Rząd głowi się jak pomóc portom



Fot: Ministerstwo Infrastruktury i Rozwoju

Premier Donald Tusk złożył do Sejmu projekt ustawy, który ma po przez uproszczenie niektórych regulacji ułatwić prowadzenie działalności gospodarczej w Polsce i zwiększyć konkurencje polskich portów wobec holenderskich, niemieckich i rosyjskich. Na pewno jest to pierwszy krok w dobrym kierunku, ale jak zaznacza wielu przedsiębiorców, najważniejsza jest i tak szybka budowa drogi ekspresowej S-5.

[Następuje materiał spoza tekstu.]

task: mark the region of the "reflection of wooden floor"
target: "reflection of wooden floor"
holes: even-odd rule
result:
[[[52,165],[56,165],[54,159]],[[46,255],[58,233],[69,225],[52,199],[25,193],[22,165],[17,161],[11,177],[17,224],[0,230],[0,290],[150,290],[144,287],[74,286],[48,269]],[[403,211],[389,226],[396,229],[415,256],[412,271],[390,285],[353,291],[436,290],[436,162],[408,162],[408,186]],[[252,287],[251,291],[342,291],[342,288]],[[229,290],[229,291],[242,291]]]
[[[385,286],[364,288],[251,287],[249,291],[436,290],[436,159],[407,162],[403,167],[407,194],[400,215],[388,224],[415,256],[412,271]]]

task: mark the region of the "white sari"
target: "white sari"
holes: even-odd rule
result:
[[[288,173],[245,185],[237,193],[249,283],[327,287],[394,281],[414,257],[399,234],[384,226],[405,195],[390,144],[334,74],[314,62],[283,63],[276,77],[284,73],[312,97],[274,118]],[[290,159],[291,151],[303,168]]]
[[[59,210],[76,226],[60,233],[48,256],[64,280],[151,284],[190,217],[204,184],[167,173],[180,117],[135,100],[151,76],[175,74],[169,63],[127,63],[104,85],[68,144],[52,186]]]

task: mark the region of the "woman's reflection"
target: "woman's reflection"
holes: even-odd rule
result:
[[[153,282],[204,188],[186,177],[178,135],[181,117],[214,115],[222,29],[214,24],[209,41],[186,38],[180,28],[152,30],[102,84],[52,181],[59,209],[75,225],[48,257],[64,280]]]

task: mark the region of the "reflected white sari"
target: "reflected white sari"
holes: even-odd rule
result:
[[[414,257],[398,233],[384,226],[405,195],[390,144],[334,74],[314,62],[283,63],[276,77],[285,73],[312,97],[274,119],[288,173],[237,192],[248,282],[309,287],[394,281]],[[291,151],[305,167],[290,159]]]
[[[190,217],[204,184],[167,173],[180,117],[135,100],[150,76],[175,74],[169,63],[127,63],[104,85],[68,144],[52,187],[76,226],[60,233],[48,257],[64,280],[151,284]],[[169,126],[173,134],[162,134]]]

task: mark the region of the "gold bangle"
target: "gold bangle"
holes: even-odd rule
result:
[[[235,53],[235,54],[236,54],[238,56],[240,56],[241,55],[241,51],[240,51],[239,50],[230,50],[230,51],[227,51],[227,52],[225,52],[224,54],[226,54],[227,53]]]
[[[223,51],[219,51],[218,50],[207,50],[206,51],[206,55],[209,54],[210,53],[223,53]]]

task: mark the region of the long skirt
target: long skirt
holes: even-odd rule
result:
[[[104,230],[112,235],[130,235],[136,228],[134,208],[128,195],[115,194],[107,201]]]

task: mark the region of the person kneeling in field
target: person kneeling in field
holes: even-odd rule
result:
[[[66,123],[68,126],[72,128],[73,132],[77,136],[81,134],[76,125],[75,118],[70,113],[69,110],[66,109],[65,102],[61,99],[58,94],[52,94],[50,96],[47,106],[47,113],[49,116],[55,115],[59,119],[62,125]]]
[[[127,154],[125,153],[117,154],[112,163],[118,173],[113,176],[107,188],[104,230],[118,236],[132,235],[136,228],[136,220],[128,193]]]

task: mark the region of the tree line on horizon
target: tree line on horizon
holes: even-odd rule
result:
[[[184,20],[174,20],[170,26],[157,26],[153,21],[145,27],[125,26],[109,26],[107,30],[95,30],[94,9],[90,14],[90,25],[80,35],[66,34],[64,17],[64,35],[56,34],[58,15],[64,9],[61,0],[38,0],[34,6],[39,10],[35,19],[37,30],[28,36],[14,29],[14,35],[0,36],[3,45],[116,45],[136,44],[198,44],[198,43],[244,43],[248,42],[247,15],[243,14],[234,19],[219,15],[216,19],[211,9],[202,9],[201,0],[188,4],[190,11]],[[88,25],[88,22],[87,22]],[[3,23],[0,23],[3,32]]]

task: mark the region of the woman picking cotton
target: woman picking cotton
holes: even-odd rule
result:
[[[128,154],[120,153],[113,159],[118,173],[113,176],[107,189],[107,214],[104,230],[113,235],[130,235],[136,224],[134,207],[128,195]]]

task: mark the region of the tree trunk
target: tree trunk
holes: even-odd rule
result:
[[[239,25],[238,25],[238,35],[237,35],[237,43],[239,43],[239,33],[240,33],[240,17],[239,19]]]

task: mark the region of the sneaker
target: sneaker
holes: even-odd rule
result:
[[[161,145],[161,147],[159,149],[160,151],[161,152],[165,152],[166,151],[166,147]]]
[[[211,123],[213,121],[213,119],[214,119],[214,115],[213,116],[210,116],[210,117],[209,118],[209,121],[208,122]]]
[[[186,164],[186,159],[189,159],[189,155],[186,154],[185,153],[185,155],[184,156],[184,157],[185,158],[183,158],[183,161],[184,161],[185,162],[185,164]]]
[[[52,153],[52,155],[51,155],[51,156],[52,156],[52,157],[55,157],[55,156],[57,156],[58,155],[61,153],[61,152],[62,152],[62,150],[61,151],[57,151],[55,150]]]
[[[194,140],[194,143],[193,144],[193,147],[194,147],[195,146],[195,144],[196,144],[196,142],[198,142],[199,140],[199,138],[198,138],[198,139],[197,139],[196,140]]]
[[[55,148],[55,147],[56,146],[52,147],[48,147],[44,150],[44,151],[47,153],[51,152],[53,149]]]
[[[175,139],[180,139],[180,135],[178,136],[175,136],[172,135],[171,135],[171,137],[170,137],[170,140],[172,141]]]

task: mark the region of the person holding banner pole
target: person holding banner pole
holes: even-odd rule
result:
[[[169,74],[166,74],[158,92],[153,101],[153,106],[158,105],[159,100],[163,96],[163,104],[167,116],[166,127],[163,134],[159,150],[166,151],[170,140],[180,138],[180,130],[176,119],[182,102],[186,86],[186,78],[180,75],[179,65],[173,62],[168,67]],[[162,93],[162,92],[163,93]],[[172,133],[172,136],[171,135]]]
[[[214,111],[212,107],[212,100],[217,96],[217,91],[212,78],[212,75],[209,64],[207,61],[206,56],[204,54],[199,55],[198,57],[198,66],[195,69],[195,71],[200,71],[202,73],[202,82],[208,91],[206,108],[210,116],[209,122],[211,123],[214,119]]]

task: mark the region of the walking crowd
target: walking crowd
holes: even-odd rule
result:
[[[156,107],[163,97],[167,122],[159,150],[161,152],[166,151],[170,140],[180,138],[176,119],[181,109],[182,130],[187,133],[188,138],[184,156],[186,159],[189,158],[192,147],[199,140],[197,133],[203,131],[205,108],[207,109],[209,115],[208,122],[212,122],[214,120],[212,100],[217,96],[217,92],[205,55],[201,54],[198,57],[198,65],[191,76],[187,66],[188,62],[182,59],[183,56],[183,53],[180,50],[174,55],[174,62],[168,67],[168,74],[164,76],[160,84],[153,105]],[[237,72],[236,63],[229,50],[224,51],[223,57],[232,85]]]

Przedsiębiorcy z zachodnich województw naszego kraju wolą wozić towary do importu morskiego do portów w Rotterdamie (Holandia) i Hamburgu (Niemcy) i tam je odprawiać. Traci na tym najbardziej nowo wybudowany port w Gdańsku. Główną przyczyną tego stanu rzeczy jest fatalny stan infrastruktury drogowej w Polsce, stąd też wygodniej jest transportować towary do portów w krajach zachodnich. Związek Pracodawców ,,Lewiatan” od dłuższego czasu wskazuje, że znacząco by ten stan rzeczy uleczyła budowa w całości drogi ekspresowej S-5. Tak jak jednak widzimy odbywa się bardzo powolnie mimo, że wydawać się mogło, że z powodu strategicznego znaczenia dla polskiego handlu morskiego powinna zostać potraktowana priorytetowo.

 

Lewiatan zwraca też uwagę, że należy utworzyć wzdłuż Wisły autostradę wodną, co także wpłynęło by korzystnie na gdański port. Ta kwestia miała by też znaczenie dla naszego regionu, przez który Wisła przepływa, a dodatkowo krzyżuje się w Bydgoszczy z drogą wodną łączącą Antwerpię w Belgii z Petersburgiem w Rosji.

 

Drugą przyczyną, która sprawia, że port w Gdańsku jest mniej konkurencyjny, są dość skomplikowane procedury administracyjne związane z odprawą towarów. Naprzeciw temu wyszedł właśnie rząd, który przygotował projekt ustawy, który miałby znacząco ułatwić odprawę portową.

 

Służyć temu powinno obniżenie barier dla przepływów towarów i uproszczenie procedur związanych z ich odprawami przez skrócenie czasu kontroli oraz zbliżenie formy rozliczania podatku granicznego VAT do modelu niemieckiego i holenderskiego (propozycje w zakresie art. 10, art. 16, art. 18, art. 20, art. 23 i art. 26). Celem tych propozycji jest, aby towary krajowych importerów były odprawiane w polskich portach. Zaproponowane rozwiązania zwiększą obroty towarowe w portach morskich, przyspieszą obrót importowanym towarem i skrócą czas składowania towarów do niezbędnego minimum, obniżą koszty transportu towarów importowanych przez przedsiębiorców do miejsc docelowych, przyspieszą rozwój otoczenia okołoportowego oraz zwiększą aktywnośćpolskich portów w systemie sieci logistycznej Europy i Azji (wpływ tych propozycji na gospodarkę, przedsiębiorców – czytamy w projekcie ustawy, którą czeka teraz przejście całej procedury legislacyjnej.

 

Propozycja rządowej ustawy zakłada m.in. skrócenie czasu kontroli portowej do maksymalnie 23 godzin.

 

Złożony przez premiera projekt ustawy ma wnieść także inne ułatwienia dla pracodawców. Zakłada się chociażby zmianę przepisów, aby orzeczenie lekarskie uzyskane przez pracownika na wniosek jednego pracodawcy był ważny w przypadku, gdyby pracownik zdecydował się zmienić miejsce zatrudnienia i nie było konieczne przeprowadzanie badań na nowo, tak jak funkcjonuje to do tej pory.